To Kill A Mockingbird was the first and only novel published by Alabama native Nelle Harper Lee. The story is set in Maycomb, Alabama, a fictionalized version of Lee’s own hometown of Monroeville. It tells of a young girl coming of age in the rural south while confronting issues of race, class, and gender that are first raised when her lawyer father agrees to represent a black man accused of assaulting a white woman. Lee’s own father was a lawyer, and admittedly the model for the character of Atticus Finch in the book. Scout’s childhood friend Dill was also drawn from the author’s personal experience—she grew up living next door to a young Truman Capote! While Lee’s relationship with Capote soured in their adult years when he took to drinking and refused to dispel a rumor that he had helped Lee write To Kill A Mockingbird, they were close friends when Capote spent his childhood summers with his aunt and uncle in Monroeville.
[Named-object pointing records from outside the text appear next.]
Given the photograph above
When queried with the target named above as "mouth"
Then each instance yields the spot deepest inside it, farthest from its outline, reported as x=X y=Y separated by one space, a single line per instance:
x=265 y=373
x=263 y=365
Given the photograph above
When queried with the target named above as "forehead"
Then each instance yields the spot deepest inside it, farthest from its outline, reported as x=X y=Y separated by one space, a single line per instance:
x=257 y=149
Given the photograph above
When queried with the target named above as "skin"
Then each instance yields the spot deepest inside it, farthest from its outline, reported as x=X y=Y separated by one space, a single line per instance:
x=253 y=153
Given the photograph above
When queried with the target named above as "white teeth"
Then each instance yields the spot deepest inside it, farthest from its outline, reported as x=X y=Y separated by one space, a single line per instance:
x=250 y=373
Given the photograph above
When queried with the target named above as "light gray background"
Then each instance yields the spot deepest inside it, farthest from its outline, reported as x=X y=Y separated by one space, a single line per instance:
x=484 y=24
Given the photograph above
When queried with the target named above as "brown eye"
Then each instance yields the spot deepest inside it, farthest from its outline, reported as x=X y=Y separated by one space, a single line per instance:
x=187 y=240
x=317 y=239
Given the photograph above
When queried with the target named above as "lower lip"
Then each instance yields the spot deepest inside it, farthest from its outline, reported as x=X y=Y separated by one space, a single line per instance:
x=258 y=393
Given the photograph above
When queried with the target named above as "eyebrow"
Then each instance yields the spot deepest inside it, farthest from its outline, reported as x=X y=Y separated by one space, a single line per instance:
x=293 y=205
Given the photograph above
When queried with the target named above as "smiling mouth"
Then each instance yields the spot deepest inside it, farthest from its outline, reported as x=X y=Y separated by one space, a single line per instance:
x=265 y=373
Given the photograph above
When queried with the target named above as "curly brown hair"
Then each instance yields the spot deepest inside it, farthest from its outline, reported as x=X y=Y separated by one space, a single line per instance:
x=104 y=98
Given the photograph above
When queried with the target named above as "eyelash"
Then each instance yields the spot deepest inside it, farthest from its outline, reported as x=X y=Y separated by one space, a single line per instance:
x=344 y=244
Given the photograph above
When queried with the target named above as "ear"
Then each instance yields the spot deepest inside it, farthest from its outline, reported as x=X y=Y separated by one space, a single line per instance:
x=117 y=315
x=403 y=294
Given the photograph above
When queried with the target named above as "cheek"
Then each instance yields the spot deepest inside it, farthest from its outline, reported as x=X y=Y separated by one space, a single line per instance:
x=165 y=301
Lee built her writing skills while working for literary and humor magazines at Huntington College and the University of Alabama, while pursuing a degree in law like her father and older sister. One term short of finishing her studies, Lee quit school and moved to New York to focus on her writing. Her friend Capote eventually introduced her to an agent there, and she spent a number of years toiling over what would become To Kill A Mockingbird while working desk jobs or surviving on her friends’ generosity and faith in her writing skills. A famous anecdote expresses the frustration Lee often felt with her work during this period. Supposedly, she once tossed the unfinished manuscript out into the snow, and her editor sent her out to retrieve it.
Published in 1960 to wide acclaim, To Kill A Mockingbird became an instant best seller and won the Pulitzer Prize the following year. The iconic story was quickly made into a Hollywood film that garnered its own buzz. Starring Gregory Peck as Atticus Finch, it won three Oscars that year, including a best adapted screenplay award for Horton Foote. It was adapted for the stage in the 1980’s. Harper Lee’s hometown puts on a huge production of it each summer though the author herself has never attended the play. In Monroeville, the central trial scenes are performed in the county courthouse. There, blacks and whites are segregated as they would have been under Jim Crow laws, and white male jurors (the only citizens eligible when the story took place) are chosen from the audience.
The fame that came along with the success of her novel unsettled Nelle Harper Lee, and after a few years of granting interviews, she retired from public life to focus on her writing again. She has only published a few essays over the last forty-five years, and prefers to live quietly in her hometown of Monroeville, where locals protect her from the prying eyes of journalists and her legions of fans.